Palavra do especialista

Incapacidade de cobrar

“Vários estados e municípios têm adotado o modelo de securitização da dívida ativa com o objetivo de antecipar receita referente a créditos tributários e não tributários em processo de cobrança, inscritos em dívida ativa. Corresponde à venda desses créditos futuros, via instituição financeira, mediante um deságio que equivale à remuneração dos compradores desses créditos. Esse modelo resulta da impossibilidade legal de terceirização da etapa de cobrança e da baixa eficiência da Fazenda Pública nas cobranças dos valores inscritos na dívida ativa.

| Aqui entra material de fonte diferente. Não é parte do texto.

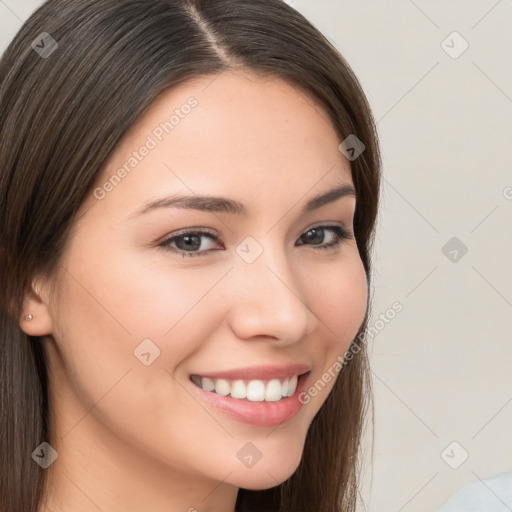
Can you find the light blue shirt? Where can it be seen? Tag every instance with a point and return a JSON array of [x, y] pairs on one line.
[[491, 495]]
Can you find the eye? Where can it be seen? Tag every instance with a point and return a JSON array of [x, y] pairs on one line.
[[189, 243]]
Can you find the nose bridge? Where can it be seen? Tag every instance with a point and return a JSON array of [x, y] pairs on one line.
[[269, 299]]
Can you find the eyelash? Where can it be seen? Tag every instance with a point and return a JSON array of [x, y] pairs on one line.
[[341, 233]]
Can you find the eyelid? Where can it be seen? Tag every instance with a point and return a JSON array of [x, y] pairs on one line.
[[339, 228]]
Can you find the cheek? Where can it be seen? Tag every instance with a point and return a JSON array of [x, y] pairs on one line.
[[338, 298]]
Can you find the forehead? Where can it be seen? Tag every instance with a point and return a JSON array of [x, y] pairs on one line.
[[237, 133]]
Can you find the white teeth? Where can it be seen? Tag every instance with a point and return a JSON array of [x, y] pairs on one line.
[[207, 384], [238, 389], [254, 391], [273, 391], [222, 387], [292, 385]]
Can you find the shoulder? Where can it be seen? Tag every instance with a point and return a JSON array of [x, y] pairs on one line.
[[491, 495]]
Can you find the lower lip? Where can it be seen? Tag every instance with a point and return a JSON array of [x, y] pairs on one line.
[[261, 414]]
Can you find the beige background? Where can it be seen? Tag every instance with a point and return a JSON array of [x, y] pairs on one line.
[[442, 365]]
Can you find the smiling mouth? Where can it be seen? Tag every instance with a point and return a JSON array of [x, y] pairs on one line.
[[254, 390]]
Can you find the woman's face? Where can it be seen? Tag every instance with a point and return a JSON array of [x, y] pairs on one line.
[[136, 310]]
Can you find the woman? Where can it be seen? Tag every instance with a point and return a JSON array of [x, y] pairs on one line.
[[169, 340]]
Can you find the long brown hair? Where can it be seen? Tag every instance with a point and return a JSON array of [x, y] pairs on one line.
[[61, 115]]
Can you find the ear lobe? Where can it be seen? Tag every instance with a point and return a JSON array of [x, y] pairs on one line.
[[35, 319]]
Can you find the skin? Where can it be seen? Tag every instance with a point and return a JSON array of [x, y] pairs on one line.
[[131, 437]]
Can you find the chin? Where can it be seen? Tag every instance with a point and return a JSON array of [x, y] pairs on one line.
[[264, 476]]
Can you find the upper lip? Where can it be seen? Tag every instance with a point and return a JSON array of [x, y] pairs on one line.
[[259, 372]]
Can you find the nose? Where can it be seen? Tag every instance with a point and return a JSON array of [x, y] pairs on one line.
[[268, 302]]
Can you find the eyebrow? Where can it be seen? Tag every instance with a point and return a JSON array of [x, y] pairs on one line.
[[225, 205]]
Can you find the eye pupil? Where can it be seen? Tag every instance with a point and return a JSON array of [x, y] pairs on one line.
[[188, 239], [317, 236]]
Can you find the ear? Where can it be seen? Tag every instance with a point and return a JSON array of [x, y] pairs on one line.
[[35, 303]]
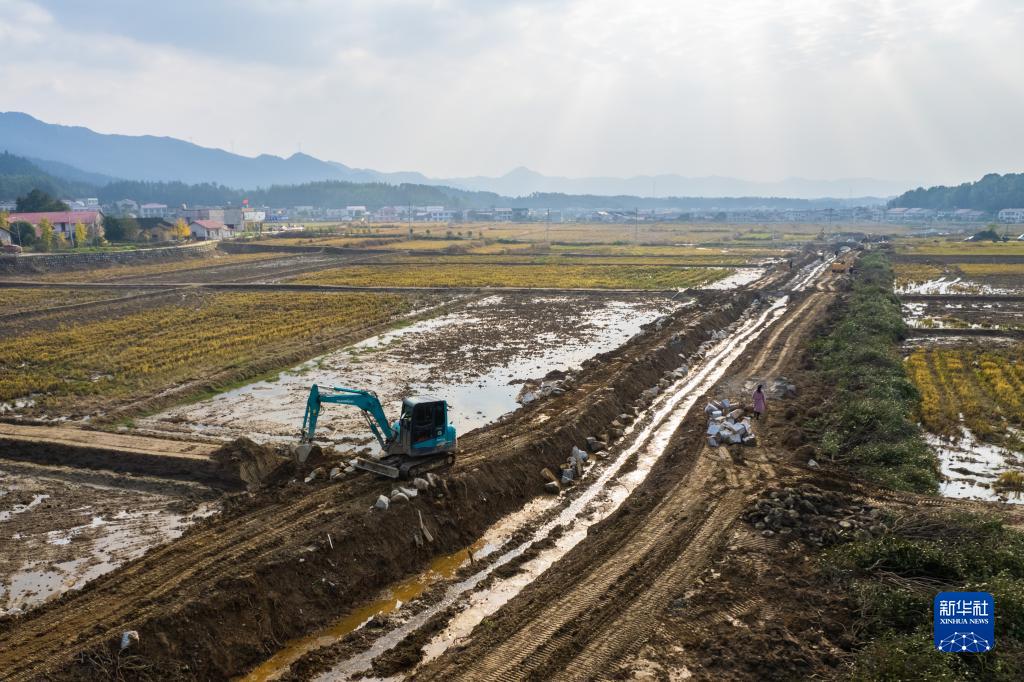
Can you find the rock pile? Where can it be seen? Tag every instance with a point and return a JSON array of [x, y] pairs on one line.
[[554, 383], [818, 517], [727, 424]]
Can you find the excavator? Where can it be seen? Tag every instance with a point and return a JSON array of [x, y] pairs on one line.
[[422, 438]]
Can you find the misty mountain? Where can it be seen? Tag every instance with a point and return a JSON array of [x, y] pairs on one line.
[[18, 176], [522, 181], [991, 194], [147, 158]]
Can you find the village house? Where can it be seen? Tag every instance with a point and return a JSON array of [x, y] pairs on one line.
[[209, 229], [64, 221], [153, 211], [157, 229], [1012, 215]]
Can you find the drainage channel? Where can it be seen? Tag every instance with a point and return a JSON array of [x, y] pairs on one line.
[[648, 437]]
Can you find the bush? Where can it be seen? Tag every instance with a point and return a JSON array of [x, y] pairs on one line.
[[867, 423]]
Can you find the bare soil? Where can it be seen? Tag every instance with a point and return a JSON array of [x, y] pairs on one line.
[[235, 587]]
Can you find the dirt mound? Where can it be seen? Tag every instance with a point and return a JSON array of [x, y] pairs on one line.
[[247, 464]]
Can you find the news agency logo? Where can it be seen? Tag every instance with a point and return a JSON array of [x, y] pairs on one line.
[[965, 622]]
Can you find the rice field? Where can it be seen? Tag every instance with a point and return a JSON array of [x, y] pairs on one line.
[[137, 355], [548, 275], [143, 269], [975, 387], [921, 247], [26, 299]]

O desaparelhamento da máquina administrativa — falta de banco de dados atualizados, de sistemas de informações, de equipamentos e de pessoal —, não possibilita que o Estado seja capaz de cobrar efetivamente os seus créditos.


O problema da securitização da dívida ativa tende a ser as altas margens de rentabilidade exigidas pelos compradores dos créditos, que requerem taxas generosas e impõem deságios elevados em relação aos valores inscritos na divida ativa, além de reduzir a expectativa futura de receita. Esse é um fato muitas vezes ignorado pelos gestores públicos, dados os ganhos políticos no curto prazo, com os pagamentos em dia das contas e a ampliação da prestação de serviços públicos à população”.